The study used over 1,400 first graders from Sioux Falls, S.D.

The biggest instigating factor was binge drinking before the baby's birth. Some women don't know they are pregnant, and continue drinking until they get a positive pregnancy test, but facial features are formed during the first 12 weeks of gestation, according to Argus Leader. Some women drink throughout their pregnancy and don't think that isolated events can cause learning disabilities in their child.

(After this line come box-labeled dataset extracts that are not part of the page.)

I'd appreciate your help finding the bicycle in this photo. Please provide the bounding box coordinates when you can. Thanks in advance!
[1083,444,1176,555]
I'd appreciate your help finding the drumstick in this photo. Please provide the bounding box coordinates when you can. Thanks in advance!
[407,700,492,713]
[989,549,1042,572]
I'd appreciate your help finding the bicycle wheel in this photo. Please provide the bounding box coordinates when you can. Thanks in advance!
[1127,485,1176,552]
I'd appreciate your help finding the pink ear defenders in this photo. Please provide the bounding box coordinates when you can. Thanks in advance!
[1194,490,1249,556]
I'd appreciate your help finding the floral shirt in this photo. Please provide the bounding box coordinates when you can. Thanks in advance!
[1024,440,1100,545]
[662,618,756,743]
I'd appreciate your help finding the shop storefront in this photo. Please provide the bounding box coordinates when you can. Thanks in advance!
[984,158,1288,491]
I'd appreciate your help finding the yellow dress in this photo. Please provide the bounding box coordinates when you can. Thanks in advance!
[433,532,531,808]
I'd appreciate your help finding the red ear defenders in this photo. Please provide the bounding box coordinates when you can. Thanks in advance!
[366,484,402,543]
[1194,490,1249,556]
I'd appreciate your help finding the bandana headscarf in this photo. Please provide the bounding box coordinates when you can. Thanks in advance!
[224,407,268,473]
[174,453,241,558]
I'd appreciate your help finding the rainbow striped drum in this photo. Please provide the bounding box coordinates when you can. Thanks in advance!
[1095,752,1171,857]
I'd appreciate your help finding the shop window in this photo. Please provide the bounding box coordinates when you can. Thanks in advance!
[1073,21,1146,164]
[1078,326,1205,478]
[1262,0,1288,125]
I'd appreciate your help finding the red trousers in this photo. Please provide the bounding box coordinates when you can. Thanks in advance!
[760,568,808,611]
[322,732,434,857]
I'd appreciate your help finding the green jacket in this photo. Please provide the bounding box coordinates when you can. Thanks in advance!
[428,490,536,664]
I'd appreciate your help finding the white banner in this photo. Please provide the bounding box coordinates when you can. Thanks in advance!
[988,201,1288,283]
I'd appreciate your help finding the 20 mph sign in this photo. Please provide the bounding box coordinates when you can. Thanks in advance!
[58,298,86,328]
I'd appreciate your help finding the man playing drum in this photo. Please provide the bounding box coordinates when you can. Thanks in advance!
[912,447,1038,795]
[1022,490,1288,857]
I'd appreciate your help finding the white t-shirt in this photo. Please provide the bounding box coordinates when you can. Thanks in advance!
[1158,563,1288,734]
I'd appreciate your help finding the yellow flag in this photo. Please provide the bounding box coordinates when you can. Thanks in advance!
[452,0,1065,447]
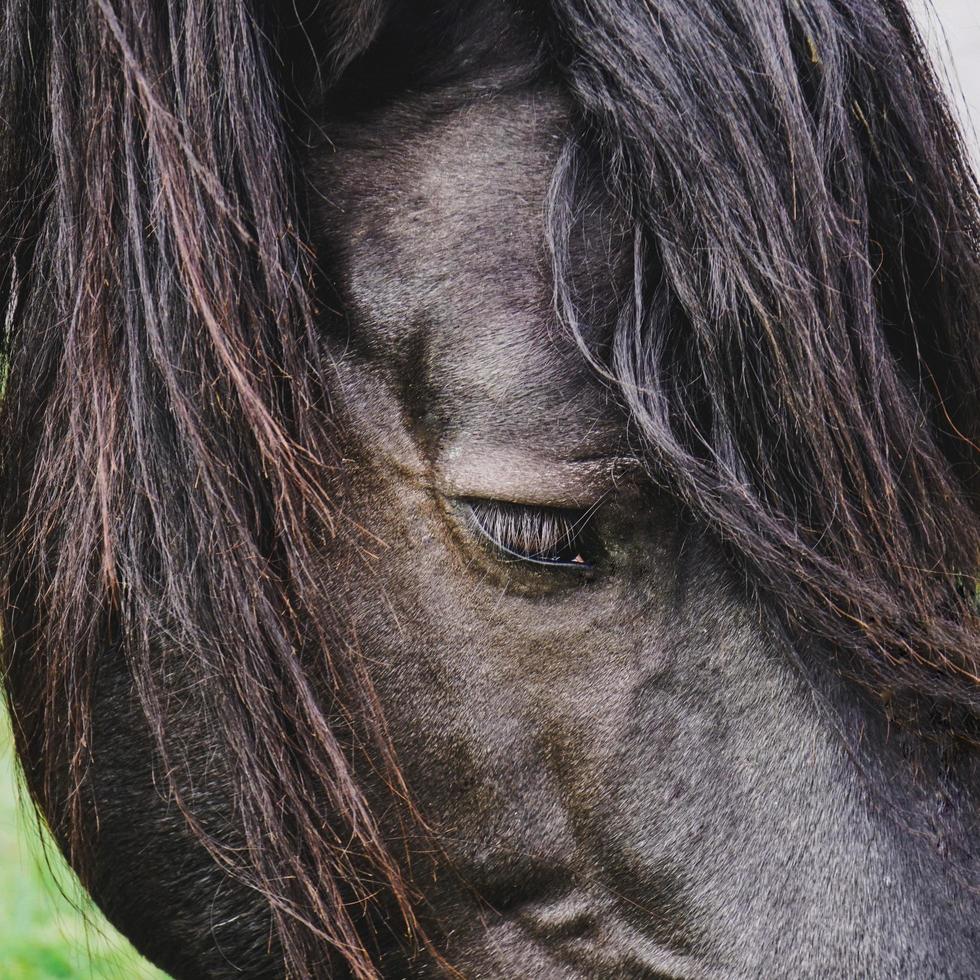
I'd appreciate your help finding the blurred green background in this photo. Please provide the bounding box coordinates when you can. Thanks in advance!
[0,710,166,980]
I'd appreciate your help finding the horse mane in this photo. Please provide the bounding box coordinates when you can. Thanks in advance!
[0,0,980,978]
[552,0,980,721]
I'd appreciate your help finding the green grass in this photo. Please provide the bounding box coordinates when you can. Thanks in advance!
[0,711,172,980]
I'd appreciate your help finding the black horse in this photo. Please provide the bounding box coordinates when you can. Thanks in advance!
[0,0,980,980]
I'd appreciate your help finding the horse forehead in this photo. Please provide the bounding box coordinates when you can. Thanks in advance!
[321,90,567,357]
[315,90,622,455]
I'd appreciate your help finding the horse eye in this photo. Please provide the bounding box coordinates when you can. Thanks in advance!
[465,500,595,571]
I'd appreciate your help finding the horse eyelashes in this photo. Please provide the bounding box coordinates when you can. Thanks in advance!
[466,500,593,571]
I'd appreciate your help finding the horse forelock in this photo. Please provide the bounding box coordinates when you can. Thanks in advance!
[0,0,980,977]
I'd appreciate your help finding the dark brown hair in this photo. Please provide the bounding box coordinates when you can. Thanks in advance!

According to the CDC, one in 13 pregnant women consume alcohol.

"Mothers of these children tended to be weekend bingers rather than chronic alcoholic women and that the alcohol use was regardless of race or socio-economic background," Hoyme said, according to Argus Leader. "If the mother is drunk, the baby is drunk as well. The alcohol goes from the mother's blood through the placenta to the baby. In the baby, it will kill developing brain cells."

And brain damage is not reversible, according to scientists. The results of Hoyme's study have been published in Pediatrics.